Surgical outcomes of metastatic bone tumors in the extremities (Surgical outcomes of bone metastases)

J Bone Oncol. 2021 Feb 19:27:100352. doi: 10.1016/j.jbo.2021.100352. eCollection 2021 Apr.

Abstract

Background: Skeletal related events due to metastatic bone tumors markedly affect the activities of daily living (ADL) and quality of life (QOL) in cancer patients. We focused on multidisciplinary therapy for metastatic bone tumors. This study aimed to evaluate the outcomes of surgical treatment for metastatic bone tumors in the extremities.

Methods: We retrospectively reviewed 114 patients who underwent surgical treatment for metastatic bone tumors of the extremities between 2008 and 2019 and 69 patients were reassessed for more than 6 months after surgery. The most common primary tumor was renal, followed by lung, thyroid, and breast cancers. We assessed 69 patients' performance status (PS), Barthel Index (BI) for ADL, EuroQol 5 Dimensions (EQ-5D) for QOL, and numerical rating scale (NRS) for pain and analyzed these postoperative values relative to preoperative values using Friedman's test. The postoperative overall survival and the prognostic factors were evaluated using the Kaplan-Meier method, the log-rank test and Cox proportional hazards analysis.
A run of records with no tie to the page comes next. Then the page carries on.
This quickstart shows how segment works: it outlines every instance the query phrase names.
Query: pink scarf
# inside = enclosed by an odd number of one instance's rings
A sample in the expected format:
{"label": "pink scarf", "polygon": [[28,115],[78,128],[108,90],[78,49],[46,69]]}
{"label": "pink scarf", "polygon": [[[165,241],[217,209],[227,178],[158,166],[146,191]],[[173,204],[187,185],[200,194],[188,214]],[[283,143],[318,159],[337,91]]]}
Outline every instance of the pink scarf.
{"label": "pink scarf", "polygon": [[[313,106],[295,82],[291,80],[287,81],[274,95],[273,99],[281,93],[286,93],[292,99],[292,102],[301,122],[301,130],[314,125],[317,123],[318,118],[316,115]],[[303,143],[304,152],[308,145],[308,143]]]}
Results: The 1-year overall survival rate was 59%, and the median survival time after surgery was 20 months. Primary tumor, visceral metastasis, and surgical procedure were risk factors correlated with overall survival. PS, BI, EQ-5D, and NRS improved at 3 months after surgery and these improvements were maintained for 6 months after surgery regardless of the surgical procedure.

Conclusions: The significant factors affecting survival after surgical treatment for bone metastases included the primary tumor, presence of visceral metastases, and internal fixation without tumor resection or curettage. Surgical treatment for metastatic bone tumors effectively reduced pain and improved PS, ADL, and QOL postoperatively after 3 months.

Keywords: ADL; Bone metastasis of the extremities; Multidisciplinary therapy; Prognostic factors; QOL; Surgical outcome.